3

Even though I stumbled over this because a PHP regex I wrote failed to match it in the way I expected, I'm not sure if this is the right place to ask. After all, the definition in PHP (and probably other Unicode-aware regex engines) seems to match the official categorization (cf. e.g. https://www.fileformat.info/info/unicode/char/201e/index.htm) and it is this official categorization I am unhappy with.

According to this, the DOUBLE LOW-9 QUOTATION MARK is categorized as Ps (therefore matched by /\p{Ps}/) and, in spite of its very name, not as Pi (initial quotation mark), for which is used in German. It didn't even make it into the less specific 'Punctuation, Initial quote (may behave like Ps or Pe depending on usage)' category. What could be the reason for this (mis)categorization? In what languages is it actually used as a Ps (i.e., similar to "(" or "[" or "{")?

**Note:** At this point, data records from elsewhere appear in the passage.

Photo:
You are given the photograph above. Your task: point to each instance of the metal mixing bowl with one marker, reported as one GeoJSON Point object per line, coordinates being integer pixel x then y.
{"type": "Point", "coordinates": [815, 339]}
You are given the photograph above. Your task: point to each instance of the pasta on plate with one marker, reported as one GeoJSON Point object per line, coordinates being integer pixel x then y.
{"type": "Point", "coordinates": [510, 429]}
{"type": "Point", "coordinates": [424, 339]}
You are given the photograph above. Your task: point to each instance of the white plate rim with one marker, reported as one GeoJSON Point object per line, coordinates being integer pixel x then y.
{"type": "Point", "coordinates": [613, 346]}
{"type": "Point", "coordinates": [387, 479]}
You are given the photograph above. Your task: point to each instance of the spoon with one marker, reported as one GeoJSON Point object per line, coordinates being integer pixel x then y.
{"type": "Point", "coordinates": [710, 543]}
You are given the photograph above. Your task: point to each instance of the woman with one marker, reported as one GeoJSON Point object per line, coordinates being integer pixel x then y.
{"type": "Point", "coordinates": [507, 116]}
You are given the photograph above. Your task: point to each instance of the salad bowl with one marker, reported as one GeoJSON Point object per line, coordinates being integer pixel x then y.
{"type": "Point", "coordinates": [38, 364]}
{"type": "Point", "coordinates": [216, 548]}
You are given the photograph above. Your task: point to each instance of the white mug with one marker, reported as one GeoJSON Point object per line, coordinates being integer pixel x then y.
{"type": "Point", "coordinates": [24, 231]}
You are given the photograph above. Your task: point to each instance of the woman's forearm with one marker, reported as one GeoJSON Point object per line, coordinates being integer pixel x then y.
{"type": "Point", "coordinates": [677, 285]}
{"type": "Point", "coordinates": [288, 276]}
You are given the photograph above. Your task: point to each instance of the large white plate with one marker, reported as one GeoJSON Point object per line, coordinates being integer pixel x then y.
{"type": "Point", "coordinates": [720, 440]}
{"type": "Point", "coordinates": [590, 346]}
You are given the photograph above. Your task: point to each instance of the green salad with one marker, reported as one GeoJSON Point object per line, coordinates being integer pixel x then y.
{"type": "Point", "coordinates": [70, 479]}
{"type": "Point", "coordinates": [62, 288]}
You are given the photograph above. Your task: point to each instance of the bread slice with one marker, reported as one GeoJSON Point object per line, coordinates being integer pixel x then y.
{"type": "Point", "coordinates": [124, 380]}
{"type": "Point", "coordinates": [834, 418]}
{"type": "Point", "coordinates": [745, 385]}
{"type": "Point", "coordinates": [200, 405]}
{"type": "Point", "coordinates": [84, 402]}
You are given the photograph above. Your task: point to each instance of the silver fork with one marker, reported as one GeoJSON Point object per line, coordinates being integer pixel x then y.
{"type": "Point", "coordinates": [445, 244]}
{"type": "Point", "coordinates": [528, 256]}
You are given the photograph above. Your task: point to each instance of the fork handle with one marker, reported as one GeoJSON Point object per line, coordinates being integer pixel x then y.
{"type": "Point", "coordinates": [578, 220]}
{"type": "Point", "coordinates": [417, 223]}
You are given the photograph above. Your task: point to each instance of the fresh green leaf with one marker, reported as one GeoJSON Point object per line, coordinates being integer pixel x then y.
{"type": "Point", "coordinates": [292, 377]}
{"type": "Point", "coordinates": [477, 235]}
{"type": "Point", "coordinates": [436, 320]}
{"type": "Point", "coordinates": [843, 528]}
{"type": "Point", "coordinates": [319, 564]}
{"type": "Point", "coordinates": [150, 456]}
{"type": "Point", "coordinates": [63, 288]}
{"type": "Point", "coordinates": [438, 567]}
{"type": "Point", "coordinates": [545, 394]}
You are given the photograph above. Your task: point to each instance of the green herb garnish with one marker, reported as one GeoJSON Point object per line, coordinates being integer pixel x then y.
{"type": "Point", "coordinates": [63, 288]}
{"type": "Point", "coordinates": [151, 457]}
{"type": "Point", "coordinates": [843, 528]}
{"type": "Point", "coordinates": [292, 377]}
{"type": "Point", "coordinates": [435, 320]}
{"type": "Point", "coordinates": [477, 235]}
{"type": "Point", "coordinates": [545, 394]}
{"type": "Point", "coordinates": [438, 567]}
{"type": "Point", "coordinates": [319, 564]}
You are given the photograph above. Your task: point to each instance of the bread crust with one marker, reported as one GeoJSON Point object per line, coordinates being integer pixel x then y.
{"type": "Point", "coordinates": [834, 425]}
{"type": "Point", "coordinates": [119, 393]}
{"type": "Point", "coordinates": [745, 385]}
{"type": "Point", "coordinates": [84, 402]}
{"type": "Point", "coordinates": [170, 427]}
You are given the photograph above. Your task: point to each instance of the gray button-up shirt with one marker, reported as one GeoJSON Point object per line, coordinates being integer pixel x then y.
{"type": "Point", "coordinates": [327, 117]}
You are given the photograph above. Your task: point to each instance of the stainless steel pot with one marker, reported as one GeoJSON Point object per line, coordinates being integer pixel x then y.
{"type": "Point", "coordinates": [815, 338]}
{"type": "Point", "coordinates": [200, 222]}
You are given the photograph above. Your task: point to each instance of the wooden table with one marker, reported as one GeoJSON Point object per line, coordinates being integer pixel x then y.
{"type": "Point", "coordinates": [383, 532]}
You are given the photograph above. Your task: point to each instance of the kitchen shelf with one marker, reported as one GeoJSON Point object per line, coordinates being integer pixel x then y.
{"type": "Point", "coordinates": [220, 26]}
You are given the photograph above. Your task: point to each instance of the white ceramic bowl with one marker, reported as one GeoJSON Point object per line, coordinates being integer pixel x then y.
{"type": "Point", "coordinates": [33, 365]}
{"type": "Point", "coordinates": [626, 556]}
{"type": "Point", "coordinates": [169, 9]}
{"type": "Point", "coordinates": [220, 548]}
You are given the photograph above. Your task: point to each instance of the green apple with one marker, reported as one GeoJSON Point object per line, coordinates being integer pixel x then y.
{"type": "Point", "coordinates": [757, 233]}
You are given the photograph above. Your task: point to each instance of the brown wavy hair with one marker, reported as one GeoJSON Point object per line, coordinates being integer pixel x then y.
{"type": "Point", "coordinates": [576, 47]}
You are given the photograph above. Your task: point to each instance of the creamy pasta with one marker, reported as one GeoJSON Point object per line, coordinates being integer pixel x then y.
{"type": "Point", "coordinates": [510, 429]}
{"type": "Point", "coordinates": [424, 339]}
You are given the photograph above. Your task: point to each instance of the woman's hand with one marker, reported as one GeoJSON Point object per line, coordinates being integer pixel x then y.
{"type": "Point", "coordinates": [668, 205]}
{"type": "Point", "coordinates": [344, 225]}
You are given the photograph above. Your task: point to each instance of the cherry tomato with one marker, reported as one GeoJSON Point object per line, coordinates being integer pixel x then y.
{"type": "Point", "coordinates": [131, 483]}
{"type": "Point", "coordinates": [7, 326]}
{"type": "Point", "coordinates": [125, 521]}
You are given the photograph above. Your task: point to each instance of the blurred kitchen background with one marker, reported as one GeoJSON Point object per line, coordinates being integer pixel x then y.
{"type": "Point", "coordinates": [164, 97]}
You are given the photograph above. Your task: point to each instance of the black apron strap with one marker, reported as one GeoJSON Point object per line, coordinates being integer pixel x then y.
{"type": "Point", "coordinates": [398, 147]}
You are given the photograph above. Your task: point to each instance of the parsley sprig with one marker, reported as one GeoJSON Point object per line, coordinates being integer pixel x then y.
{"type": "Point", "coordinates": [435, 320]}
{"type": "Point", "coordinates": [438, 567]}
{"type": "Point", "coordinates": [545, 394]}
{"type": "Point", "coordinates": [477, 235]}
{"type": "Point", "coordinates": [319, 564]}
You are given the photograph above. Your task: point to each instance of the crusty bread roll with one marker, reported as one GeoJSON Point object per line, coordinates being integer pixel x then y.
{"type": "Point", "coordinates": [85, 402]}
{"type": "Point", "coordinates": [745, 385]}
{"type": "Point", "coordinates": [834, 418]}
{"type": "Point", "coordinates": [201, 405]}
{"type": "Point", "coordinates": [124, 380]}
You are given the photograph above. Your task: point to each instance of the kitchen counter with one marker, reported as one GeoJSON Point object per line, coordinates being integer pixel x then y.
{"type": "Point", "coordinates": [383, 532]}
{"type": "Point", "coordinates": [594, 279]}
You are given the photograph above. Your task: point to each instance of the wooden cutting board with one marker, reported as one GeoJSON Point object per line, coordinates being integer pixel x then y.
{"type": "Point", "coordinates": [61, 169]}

But most importantly: What is a suitable regex that covers all kinds of quotation marks across all languages without enumerating too many individual codepoints?

Remy Lebeau
  • 555,201
  • 31
  • 458
  • 770
Hagen von Eitzen
  • 2,109
  • 21
  • 25
  • Maybe it would work if you had a characater class set up like `[\p{Pi}\x{201E}]` for example? Not sure if there would be other quotation marks missing from `Pi`. – JvdV Jun 04 '20 at 13:05
  • Also, a list of any such quotation marks used as brackets could be found [here](https://stackoverflow.com/a/13535289/9758194) if you want to dig through it. A quick scan tells me that there are several that fall under `Ps`, `Pe` and `Pf` – JvdV Jun 04 '20 at 13:16
  • My guess would be that it's used as initial punctuation ***in German***, but not necessarily everywhere else. Perhaps its use is too ambiguous to be generally classifiable as one or the other. – deceze Jun 04 '20 at 13:30
  • @deceze Dutch used the „ too in the past, although we seem to have switched to “ later. – Mr Lister Jun 04 '20 at 20:24
  • 1
    `/[\x{FE41}-\x{FE44}\x{FF02}\x{FF07}\x{FF62}-\x{FF63}\x{2018}-\x{201F}\x{2039}-\x{203A}\x{300C}-\x{300F}\x{301D}-\x{301F}\x{2E42}\x{22}\x{27}\x{AB}\x{BB}]/u` covers all codepoints with `Quotation_Mark` = Y – nj_ Jun 06 '20 at 11:00
  • @nj_ Seems legit but ignores the "without enumerating too many individual code points" part. I might still use it in my project as a defined constant, thanks – Hagen von Eitzen Jun 06 '20 at 15:58

1 Answers1

3

The general categories Pi (Initial_Punctuation) and Pf (Final_Punctuation) are not used exclusively for quotation marks, just like Ps (Open_Punctuation) and Pe (Close_Punctuation) are not used exclusively for characters that aren’t quotation marks. Rather, Pi and Pf are used for pairs of characters where either one can be opening or closing depending on usage, whereas Ps characters are always opening and Pe characters are always closing (ignoring rare or specialised cases). Which of these general categories a character belongs to is based on these considerations and has nothing to do with whether it is a quotation mark, a bracket or something else.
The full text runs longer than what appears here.